Albeggia la tua poesia in questo vicolo cieco / Senza riuscire ad andare oltre le mura dell’ora d’aria”, p. 67.

L’impasse in cui si trova il poeta è quello di scrivere poesia senza riuscire a cambiare il mondo: “Ti illudi di dare forma alle cose del mondo / Di questo passo finiresti per perdere il senno”, p. 54.

La conseguenza è la reiterazione dello scrivere, “Scrivo sempre la stessa poesia”, p. 63, la masticazione, fino al sentimento del dolore, delle contraddizioni del mondo nella casa del proprio corpo, a volte percepito, per resistenza, come entità chiusa e conchiusa, altre volte come casa senza porte né finestre, sfondata dall’incedere prepotente dell’altro, dal suo dolore, dalla sua richiesta di senso: “Tutto è riflesso sulle trasparenze e dilaga / Senza permesso sopra i nostri scavi”, p. 68; “Dov’è andata la realtà se chiudo gli occhi? / Non t’illudere. Resta là dov’era. / (…) L’unica vera immagine è stato questo noioso sforzo / Uguale da secoli di pensare che / La realtà non esista non esista il dolore la fame. / La vita stessa”, p. 65.

La forma della poesia, allora, è simile a un albero contorto, esposto alle intemperie, resistente per desiderio di vita, una cartina di tornasole delle ferite e degli assalti. La forma della poesia è un “fare spietato” come spietato è il fare del mondo.

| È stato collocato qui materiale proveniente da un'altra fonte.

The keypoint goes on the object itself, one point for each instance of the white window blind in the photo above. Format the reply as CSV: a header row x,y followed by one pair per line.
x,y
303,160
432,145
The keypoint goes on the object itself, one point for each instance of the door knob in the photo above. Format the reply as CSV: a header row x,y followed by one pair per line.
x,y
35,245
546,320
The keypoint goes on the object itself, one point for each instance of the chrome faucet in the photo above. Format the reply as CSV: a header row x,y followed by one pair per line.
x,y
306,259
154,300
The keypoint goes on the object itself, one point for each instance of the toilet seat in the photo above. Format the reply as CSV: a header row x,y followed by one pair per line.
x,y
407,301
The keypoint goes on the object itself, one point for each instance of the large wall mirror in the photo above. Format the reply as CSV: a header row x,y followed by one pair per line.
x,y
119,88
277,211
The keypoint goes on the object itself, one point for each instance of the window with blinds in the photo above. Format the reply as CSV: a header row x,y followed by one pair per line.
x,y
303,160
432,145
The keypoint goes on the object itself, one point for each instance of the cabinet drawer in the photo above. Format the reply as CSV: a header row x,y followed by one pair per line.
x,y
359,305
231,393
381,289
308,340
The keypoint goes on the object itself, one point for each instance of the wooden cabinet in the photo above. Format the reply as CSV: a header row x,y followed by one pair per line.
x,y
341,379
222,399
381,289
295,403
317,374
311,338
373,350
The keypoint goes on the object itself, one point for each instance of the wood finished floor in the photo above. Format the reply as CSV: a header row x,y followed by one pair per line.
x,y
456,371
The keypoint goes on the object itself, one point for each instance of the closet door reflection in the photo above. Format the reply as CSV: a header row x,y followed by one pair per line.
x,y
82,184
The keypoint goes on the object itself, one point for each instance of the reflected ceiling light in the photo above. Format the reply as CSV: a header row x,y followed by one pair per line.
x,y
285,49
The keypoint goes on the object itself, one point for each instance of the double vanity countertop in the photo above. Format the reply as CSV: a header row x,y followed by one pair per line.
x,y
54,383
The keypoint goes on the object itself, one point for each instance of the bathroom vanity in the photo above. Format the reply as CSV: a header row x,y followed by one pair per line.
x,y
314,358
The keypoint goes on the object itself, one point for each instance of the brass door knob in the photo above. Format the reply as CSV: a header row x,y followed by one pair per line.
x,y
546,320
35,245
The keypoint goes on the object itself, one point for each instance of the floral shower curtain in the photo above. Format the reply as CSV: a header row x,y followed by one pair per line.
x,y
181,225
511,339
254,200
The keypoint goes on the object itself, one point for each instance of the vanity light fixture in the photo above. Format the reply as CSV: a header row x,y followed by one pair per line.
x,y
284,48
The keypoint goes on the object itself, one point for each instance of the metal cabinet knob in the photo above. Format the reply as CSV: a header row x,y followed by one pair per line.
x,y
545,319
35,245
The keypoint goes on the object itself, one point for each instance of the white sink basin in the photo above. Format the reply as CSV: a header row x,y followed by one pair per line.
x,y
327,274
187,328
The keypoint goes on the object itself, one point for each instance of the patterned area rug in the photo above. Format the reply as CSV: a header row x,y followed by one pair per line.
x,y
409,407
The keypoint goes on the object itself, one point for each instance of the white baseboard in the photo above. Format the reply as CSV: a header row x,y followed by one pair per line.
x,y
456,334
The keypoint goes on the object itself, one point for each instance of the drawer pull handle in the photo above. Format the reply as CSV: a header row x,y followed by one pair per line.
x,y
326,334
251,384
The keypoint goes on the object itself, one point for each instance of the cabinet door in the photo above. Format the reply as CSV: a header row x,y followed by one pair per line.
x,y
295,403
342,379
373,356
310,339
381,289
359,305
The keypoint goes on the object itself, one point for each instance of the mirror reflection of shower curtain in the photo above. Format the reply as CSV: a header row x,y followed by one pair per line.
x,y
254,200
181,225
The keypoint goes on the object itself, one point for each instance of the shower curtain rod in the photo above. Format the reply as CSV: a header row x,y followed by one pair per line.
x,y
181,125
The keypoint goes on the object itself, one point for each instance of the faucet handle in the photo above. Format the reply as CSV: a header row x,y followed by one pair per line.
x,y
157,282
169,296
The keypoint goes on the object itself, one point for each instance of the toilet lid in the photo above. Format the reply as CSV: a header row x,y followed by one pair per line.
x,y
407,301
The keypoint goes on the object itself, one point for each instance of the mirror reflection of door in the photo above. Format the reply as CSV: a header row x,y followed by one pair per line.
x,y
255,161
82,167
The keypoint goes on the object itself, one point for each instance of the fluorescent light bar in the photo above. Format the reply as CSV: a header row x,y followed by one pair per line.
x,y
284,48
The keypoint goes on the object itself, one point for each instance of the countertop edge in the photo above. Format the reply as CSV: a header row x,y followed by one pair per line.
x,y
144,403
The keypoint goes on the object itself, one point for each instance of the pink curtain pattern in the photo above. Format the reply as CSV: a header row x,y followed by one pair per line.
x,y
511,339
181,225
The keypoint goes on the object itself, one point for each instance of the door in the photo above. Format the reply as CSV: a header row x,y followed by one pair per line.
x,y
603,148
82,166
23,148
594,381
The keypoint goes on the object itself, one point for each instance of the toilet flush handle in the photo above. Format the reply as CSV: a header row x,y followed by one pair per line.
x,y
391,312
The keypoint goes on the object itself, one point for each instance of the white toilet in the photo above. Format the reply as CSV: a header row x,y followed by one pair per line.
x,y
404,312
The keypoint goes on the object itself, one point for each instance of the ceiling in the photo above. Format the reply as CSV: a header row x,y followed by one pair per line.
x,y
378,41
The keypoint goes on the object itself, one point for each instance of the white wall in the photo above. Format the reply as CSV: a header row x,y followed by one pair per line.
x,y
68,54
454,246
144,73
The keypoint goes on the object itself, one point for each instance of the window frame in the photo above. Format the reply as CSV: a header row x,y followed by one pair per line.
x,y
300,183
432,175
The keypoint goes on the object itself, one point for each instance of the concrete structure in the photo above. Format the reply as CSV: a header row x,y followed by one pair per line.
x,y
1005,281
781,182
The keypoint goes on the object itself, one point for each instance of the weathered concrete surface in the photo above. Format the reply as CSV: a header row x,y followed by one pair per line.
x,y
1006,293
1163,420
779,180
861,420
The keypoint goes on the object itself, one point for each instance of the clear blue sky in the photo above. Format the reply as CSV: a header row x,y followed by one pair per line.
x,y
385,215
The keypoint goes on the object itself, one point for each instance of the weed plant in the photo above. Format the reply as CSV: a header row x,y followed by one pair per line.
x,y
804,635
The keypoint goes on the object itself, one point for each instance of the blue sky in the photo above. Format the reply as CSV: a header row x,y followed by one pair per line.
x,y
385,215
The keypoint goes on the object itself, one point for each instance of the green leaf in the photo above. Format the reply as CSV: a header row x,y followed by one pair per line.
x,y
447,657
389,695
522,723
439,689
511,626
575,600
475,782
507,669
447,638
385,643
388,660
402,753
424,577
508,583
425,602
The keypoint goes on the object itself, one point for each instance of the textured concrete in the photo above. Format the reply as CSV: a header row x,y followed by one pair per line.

Il libro di Vitagliano si costruisce, dunque, per accumulo di ragionamenti esistenziali, tra l’io e il noi, tra le pieghe di una “terra selvaggia” che “non si trova in Alaska” ma che “Invece sta qua lungo le catene di case / Sopra l’alito schiumoso dei vicini prossimi”, p. 33.

Un modo per scrivere poesia, sembra suggerirci Vitagliano, è un monologare incessante in cui le parole non sono più solo le nostre ma anche quelle degli altri. Non un parlare in nome degli altri come un coro, ma per brandelli, per lacerti di discorsi che, considerata la superiorità della vita sulle parole, non portano da nessuna parte. La realtà stessa non è mai vista come un corpo unico che si opponi o che dialoghi, ma come un paesaggio franto, contraddittorio, fatto di presenze e di rientranze, di forze che potrebbero improvvisamente implodere o esplodere.

Insomma, lo sguardo del poeta tutto fa tracimare o sorgere, e non con l’intento che la poesia possa riscattare qualcosa, dare dignità, gioia, gloria, ma solo affondare dolorosamente, regalandoci la visione di splendenti corpi deformati.

Anche questo mare è privo di onde (…) / Di colpo è diventato opaco denso fitto / Quasi una lastra una pellicola che rifrange /(…) Tutto il resto è diventato scarto senza resistere”, p. 62.